The project itself (source code and assets) have to be licensed.
Suggestions: MIT ? GPL ? zLib ?
- A minimal code will be provided (by me), but it will be nothing constraining.
- All the source code will lie in a single file, named main.lua
- A conf.lua
file is provided for start, and should remain untouched.
- Everyone can push new code in main.lua
- Existing source code can be altered, but it has to be specific and conservative as much as possible.
- Change numeric/string values
- Add/remove a new clause to a conditional statement
- Extend existing functions to support additional parameters
- Comment code
- Do not override existing user-defined functions
- Do not alter Lua's standard libraries and environment (if you need new functions, write them).

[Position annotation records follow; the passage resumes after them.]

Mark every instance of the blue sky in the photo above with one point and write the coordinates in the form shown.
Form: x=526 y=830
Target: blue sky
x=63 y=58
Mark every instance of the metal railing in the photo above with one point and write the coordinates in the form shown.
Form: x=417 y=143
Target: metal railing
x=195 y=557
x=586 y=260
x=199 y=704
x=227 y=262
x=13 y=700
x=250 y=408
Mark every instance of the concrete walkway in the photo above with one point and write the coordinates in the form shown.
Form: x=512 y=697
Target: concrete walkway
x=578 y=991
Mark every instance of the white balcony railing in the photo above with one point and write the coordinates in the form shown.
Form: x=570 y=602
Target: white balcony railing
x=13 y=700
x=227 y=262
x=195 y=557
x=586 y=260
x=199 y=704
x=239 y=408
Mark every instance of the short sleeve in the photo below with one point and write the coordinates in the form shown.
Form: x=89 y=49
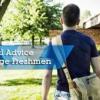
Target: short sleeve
x=48 y=54
x=94 y=52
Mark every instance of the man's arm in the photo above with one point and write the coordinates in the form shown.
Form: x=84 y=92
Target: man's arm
x=95 y=61
x=46 y=84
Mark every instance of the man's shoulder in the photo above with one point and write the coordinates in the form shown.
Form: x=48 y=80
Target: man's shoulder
x=85 y=37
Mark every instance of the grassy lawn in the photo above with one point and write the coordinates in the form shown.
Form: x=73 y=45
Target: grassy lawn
x=23 y=85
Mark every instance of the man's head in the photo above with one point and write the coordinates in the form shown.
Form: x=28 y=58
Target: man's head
x=71 y=15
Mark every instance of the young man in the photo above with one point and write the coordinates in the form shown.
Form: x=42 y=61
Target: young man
x=83 y=53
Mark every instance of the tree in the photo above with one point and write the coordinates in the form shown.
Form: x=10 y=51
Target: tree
x=3 y=7
x=31 y=16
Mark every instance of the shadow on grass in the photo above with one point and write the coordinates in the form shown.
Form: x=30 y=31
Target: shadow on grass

- Each commit results in a new version of the project.
- You must submit valid code
(i.e. your code must not crash).
- When pushing code, make sure that you are committing over the latest version
. If someone just pushed
something, clone the latest sources and restage our changes over before pushing again.
- You should not commit twice (or more) in a row.
- You are free to use/include any types of assets (images, sounds, fonts).
- Those assets have to be free of copyright restrictions
- No libraries/dependency
(pure Lua or external *.dlls/ *.so) allowed
. If you need a specific feature which is not provided by Lua's standard libraries, write it on your own.